I think I can safely speak for Odum in saying that we wait for Harvard to upgrade, and for Thu-Mai and Mandy to have used any new version heavily there, before we consider upgrading. We love "known-good" releases (such as 4.7.1 and 4.8.6, or if you've ever administered a NetApp, 7.0.4, wistfully referred to by their field engineers).
So I think I too am lobbying for fewer production releases with heavier pre-release testing.
I think it makes sense to support skipping incremental versions during upgrade (potentially only minor versions). If possible, one other factor that could encourage more frequent upgrading would be to support a "mayday" fall-back to a previous "known-good" version (without requiring a database/index restore). There are a number of articles discussing blue/green deployments that might be at least partly applicable here.

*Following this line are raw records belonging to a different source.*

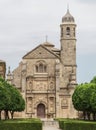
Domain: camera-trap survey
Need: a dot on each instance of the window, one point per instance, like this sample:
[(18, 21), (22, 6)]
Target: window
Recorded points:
[(41, 67), (74, 32), (67, 31), (61, 32)]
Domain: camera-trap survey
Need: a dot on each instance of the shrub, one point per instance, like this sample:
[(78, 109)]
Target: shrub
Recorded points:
[(22, 124), (66, 124)]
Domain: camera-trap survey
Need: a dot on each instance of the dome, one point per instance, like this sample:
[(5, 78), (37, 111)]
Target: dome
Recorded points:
[(68, 17)]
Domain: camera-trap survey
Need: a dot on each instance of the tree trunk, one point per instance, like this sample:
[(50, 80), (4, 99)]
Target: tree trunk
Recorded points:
[(88, 115), (94, 118), (0, 114), (6, 115)]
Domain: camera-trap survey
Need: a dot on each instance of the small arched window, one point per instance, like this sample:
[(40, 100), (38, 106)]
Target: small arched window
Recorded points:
[(67, 31)]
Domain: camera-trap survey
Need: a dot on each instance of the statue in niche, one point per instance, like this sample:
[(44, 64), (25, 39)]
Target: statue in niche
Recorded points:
[(51, 85), (64, 102)]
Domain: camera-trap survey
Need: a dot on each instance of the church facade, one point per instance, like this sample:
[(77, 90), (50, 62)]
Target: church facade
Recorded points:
[(46, 76)]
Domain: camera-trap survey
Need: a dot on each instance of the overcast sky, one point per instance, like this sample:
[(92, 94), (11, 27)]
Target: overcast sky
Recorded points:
[(25, 23)]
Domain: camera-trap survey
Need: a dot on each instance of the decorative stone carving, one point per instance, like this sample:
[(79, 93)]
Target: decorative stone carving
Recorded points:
[(64, 103)]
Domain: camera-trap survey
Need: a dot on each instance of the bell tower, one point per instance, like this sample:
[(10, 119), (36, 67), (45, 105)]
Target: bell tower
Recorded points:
[(68, 51), (68, 40)]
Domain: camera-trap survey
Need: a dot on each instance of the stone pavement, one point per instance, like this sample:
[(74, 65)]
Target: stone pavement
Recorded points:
[(50, 125)]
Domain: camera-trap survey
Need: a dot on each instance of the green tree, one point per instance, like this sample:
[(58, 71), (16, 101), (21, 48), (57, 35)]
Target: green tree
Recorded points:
[(93, 80), (84, 99), (10, 99)]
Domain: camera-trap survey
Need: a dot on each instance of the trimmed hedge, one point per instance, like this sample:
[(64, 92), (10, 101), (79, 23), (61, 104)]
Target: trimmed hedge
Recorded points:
[(76, 125), (21, 124)]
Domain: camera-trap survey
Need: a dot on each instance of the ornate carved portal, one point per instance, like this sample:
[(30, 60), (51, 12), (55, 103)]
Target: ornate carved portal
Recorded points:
[(41, 110)]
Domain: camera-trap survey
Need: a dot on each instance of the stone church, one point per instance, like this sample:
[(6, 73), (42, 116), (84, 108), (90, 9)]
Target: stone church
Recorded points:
[(46, 76)]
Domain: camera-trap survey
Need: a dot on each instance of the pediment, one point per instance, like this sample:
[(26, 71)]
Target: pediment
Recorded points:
[(40, 52)]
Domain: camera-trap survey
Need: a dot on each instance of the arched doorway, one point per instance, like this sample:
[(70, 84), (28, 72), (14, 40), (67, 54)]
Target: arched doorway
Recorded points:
[(41, 110)]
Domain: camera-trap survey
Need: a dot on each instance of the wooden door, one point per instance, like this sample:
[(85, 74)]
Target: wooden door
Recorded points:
[(41, 110)]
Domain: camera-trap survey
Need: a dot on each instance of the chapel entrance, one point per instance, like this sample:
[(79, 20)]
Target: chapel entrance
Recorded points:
[(41, 110)]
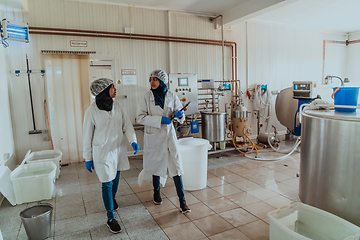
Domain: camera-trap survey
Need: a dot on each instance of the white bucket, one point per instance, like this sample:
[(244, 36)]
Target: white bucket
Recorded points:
[(194, 156), (303, 222)]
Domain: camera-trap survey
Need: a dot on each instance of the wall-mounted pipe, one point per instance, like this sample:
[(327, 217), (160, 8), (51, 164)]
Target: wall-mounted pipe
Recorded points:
[(103, 34)]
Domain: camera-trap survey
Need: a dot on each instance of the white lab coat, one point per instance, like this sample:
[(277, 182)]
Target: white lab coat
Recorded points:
[(160, 143), (104, 142)]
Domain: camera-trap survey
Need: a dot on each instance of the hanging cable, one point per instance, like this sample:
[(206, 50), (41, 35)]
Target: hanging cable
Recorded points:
[(297, 143), (4, 43), (261, 104)]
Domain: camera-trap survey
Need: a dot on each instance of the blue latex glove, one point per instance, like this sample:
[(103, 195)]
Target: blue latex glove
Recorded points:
[(89, 165), (135, 147), (165, 120), (179, 114)]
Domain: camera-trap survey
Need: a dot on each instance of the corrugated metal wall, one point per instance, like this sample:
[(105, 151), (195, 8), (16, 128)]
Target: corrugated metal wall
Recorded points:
[(277, 55)]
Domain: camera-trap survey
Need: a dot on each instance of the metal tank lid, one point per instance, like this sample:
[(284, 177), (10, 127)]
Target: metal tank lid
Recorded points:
[(332, 114), (211, 113)]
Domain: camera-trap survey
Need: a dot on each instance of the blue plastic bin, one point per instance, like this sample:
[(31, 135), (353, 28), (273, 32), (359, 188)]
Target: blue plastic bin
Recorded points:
[(194, 127), (346, 96)]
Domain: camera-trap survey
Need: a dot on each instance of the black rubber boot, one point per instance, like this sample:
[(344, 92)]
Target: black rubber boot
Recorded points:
[(157, 198), (183, 207)]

We met at tech hours today and decided as a first step (and the scope of this issue) that we will extract the db scripts that get created when you deploy, then write a new script that takes in two parameters, startVersion and endVersion, and it will generate a script that will do all the db changes required, including:
We may optionally include the following in the script, if straightforward:
This seems a good first step, as most of the challenges of upgrading across version stem from db related changes. After we have this, we can open other issues for other needed solutions.

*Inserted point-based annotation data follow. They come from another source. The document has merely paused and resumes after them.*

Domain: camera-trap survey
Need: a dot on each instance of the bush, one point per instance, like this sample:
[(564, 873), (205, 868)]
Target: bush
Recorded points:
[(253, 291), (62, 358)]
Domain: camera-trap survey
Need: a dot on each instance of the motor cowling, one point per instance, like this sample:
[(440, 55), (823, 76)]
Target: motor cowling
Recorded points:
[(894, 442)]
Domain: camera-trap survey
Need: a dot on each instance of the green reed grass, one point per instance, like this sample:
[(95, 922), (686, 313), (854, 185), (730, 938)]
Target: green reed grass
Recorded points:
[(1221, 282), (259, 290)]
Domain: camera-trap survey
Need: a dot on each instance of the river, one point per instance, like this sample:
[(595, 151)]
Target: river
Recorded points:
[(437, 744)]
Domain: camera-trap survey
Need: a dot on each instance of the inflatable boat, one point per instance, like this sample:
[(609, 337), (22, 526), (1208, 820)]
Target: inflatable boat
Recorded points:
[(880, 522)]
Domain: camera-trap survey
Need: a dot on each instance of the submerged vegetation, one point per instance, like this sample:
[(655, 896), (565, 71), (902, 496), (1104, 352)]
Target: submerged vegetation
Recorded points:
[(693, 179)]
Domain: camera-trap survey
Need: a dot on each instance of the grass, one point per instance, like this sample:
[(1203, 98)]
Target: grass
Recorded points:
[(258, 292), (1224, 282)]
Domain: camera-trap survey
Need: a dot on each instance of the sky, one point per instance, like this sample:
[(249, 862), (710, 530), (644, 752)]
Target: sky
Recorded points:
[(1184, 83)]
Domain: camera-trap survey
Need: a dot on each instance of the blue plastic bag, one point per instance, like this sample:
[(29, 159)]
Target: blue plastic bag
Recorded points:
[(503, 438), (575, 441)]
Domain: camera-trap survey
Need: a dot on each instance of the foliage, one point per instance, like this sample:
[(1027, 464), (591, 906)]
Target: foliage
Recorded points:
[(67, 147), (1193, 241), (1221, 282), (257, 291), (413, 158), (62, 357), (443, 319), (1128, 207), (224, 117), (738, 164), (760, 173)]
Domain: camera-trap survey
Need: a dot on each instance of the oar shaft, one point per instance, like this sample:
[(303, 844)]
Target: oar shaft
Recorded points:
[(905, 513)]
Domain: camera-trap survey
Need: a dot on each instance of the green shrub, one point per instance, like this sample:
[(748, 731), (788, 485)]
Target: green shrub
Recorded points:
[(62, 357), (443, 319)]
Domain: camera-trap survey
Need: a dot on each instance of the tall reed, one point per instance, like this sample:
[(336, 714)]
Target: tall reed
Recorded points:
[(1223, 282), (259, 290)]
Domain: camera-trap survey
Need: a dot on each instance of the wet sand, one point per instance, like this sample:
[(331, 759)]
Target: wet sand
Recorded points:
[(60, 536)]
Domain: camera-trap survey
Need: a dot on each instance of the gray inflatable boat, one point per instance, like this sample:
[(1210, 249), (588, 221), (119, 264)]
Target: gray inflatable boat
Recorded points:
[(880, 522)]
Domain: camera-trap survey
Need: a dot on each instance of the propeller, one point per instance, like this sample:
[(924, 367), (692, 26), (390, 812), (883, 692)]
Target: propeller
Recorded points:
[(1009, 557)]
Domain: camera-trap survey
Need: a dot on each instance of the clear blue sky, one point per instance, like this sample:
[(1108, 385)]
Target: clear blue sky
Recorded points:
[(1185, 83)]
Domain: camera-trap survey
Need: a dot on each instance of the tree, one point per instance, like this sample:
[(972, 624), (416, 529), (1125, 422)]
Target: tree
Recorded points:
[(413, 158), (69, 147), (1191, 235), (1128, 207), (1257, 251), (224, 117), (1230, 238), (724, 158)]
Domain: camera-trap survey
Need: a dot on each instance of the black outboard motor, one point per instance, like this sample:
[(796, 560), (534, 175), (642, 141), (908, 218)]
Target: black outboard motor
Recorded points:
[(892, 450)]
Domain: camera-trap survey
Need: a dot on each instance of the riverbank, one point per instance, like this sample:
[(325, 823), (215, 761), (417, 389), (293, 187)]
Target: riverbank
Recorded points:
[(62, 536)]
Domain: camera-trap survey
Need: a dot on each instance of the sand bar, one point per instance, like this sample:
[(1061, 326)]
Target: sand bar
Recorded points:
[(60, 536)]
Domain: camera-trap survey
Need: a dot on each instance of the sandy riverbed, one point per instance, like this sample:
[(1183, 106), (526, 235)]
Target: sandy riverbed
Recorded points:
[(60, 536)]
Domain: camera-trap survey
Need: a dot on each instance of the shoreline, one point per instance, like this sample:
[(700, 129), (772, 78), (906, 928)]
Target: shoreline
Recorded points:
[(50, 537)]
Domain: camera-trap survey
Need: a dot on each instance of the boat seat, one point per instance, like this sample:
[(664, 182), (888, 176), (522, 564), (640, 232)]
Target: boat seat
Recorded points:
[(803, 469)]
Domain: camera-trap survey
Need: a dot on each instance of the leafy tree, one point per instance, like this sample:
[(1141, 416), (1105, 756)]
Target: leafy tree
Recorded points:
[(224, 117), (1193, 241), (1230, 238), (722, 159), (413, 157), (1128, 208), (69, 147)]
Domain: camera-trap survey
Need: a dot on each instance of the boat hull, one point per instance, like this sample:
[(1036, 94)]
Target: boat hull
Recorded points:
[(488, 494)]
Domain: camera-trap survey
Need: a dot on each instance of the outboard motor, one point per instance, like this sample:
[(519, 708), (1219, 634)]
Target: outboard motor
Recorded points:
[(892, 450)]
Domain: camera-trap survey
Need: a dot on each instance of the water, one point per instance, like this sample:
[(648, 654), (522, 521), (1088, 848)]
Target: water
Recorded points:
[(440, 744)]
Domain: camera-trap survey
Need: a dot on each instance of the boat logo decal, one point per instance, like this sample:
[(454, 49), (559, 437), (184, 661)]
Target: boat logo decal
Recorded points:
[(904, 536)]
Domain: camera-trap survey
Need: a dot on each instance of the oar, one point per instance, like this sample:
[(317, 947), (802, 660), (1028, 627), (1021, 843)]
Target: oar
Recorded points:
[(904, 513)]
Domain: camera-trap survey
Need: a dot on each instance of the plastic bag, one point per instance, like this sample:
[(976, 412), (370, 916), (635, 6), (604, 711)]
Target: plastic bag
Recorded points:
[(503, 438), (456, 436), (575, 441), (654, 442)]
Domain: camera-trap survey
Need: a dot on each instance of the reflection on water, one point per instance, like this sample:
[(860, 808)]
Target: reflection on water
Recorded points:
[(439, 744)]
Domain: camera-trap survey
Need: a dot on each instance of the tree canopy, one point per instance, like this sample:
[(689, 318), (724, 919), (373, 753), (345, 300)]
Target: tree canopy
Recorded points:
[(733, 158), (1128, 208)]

Here are the raw notes from our tech hours discussion on this issue. Gustavo's summary has come out of this discussion:
FWIW: Given that the normal instructions have you delete the generated dir, I'm not sure that the actual deployment of the intermediate wars does anything. For TDL, I've been successful in basically applying the non-war instructions for each version sequentially and then deploying the final war.I did that for 4.8.4-4.8.6 and then for 4.8.6-4.9.3 (just on the dev/test machine so far.) Doing things sequentially is critical - later scripts sometimes update things created in prior patches. And there are cases where doing all the steps is not necessary but harmless. For example, the 4.8.5-6 upgrade script modifies a table that was only created if you deployed 4.8.5, so the sql gives warnings, but the 4.8.6 creates the table correctly to start (presumably because the scripts in /generated get updated). Similarly, it appears that the instruction to sync the preprocess.R file between TwoRavens and Dataverse is no longer needed/valid in 4.9.3, so syncing them before deploying the 4.9.3 war works (because 4.9.3 writes its new version), but the sync itself isn't needed. There are also things like the 4.9 note to generate DOIs for existing published files that, if one is going straight to 4.9.3 should not be done at all. (So far, this seems like an outlier, but for the general case, we should watch for things where sequential upgrades would NOT work.)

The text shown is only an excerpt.